3. Appellante heeft in hoger beroep de in beroep aangevoerde gronden grotendeels herhaald. Zij heeft aangevoerd dat de wettelijke bepaling tot vaststelling van het minimumbedrag van de eigen bijdrage op € 160,60 per maand voor 2017 en op € 161,80 per maand voor 2018 niet redelijk is ten aanzien van de minstbedeelden in de samenleving zoals appellante. CAK had in haar geval een uitzondering moeten maken en de eigen bijdrage per maand moeten berekenen op een twaalfde van 10% van het bijdrageplichtig inkomen (zonder minimum). Voor appellante zou toepassing van deze bepaling € 50,- per maand schelen, wat een groot bedrag is voor haar. De bepaling is ook in strijd met het anticumulatiebeginsel dat de wetgever heeft geformuleerd ten aanzien van personen die zowel op grond van de Wlz als op grond van de Wmo 2015 een eigen bijdrage dienen te betalen nu beide besluiten min of meer gelijktijdig zijn genomen. Ook uit de Nota van toelichting bij het Besluit van 4 oktober 2019, Stb. 2019, 319 (aangeduid als Besluit abonnementstarief Wmo 2020 en bevoegdheid kwijtschelding CAK bij tekortkomingen keten), blijkt volgens appellante dat de regering wil voorkomen dat mensen buiten hun schuld hoge naheffingen van de eigen bijdrage krijgen opgelegd.
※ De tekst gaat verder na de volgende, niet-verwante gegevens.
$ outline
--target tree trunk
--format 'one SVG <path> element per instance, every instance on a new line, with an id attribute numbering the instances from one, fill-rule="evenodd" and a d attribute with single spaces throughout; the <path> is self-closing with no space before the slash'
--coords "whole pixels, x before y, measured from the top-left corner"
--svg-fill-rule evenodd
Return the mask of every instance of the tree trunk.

Ter zitting van de Raad heeft appellante in algemene zin een beroep gedaan op de zogeheten Toeslagenaffaire en benadrukt dat daaruit volgt dat niet enkel naar de wet- en regelgeving moet worden gekeken maar dat ook de uitkomst hiervan moet worden getoetst aan de redelijkheid.
4. De Raad komt tot de volgende beoordeling.
4.1.
Tussen partijen is niet in geschil dat CAK de eigen bijdrage nader heeft vastgesteld in overeenstemming met de in het Besluit langdurige zorg en het Uitvoeringsbesluit Wmo 2015 neergelegde berekeningsregels. Deze regelingen voor de vaststelling van de eigen bijdrage zijn dwingendrechtelijk van aard en limitatief gesteld. De regelingen bevatten geen hardheidsclausule en bieden geen ruimte om rekening te houden met bijzondere omstandigheden. Volgens vaste rechtspraak (zie onder meer de uitspraken van de Raad van 22 maart 2017, ECLI:NL:CRVB:2017:113 en 3 oktober 2018, ECLI:NL:CRVB:2018:3031) is dit niet in strijd met de Wlz en de Wmo 2015 of met enige andere regel van geschreven of ongeschreven recht.
4.2.
Volgens eveneens vaste rechtspraak (zie bijvoorbeeld de uitspraak van de Raad van 2 oktober 2008, ECLI:NL:CRVB:2008:BG1084) zijn er bijzondere gevallen denkbaar waarin strikte toepassing van een wettelijk voorschrift van dwingendrechtelijke aard zozeer in strijd is met het ongeschreven recht dat zij op grond daarvan geen rechtsplicht meer kan zijn. Een dergelijk geval doet zich hier niet voor. Het betoog van appellante dat er sprake is van een cumulatie van naheffingen is feitelijk onjuist: de onder 1.2 en 1.3 genoemde besluiten hebben geleid tot een verlaging van de financiële verplichtingen voor appellante. Van een onredelijke uitkomst van de wet- en regelgeving is onder deze omstandigheden geen sprake.
4.3.
Uit wat is overwogen in 4.1 en 4.2 volgt dat het hoger beroep niet slaagt. De aangevallen uitspraak zal worden bevestigd, met verbetering van de gronden.
5. Voor een veroordeling in de proceskosten bestaat geen aanleiding.

BESLISSING

De Centrale Raad van Beroep bevestigt de aangevallen uitspraak.
Deze uitspraak is gedaan door J.P.A. Boersma, in tegenwoordigheid van D. Al-Zubaidi als griffier. De beslissing is uitgesproken in het openbaar op 2 juni 2021.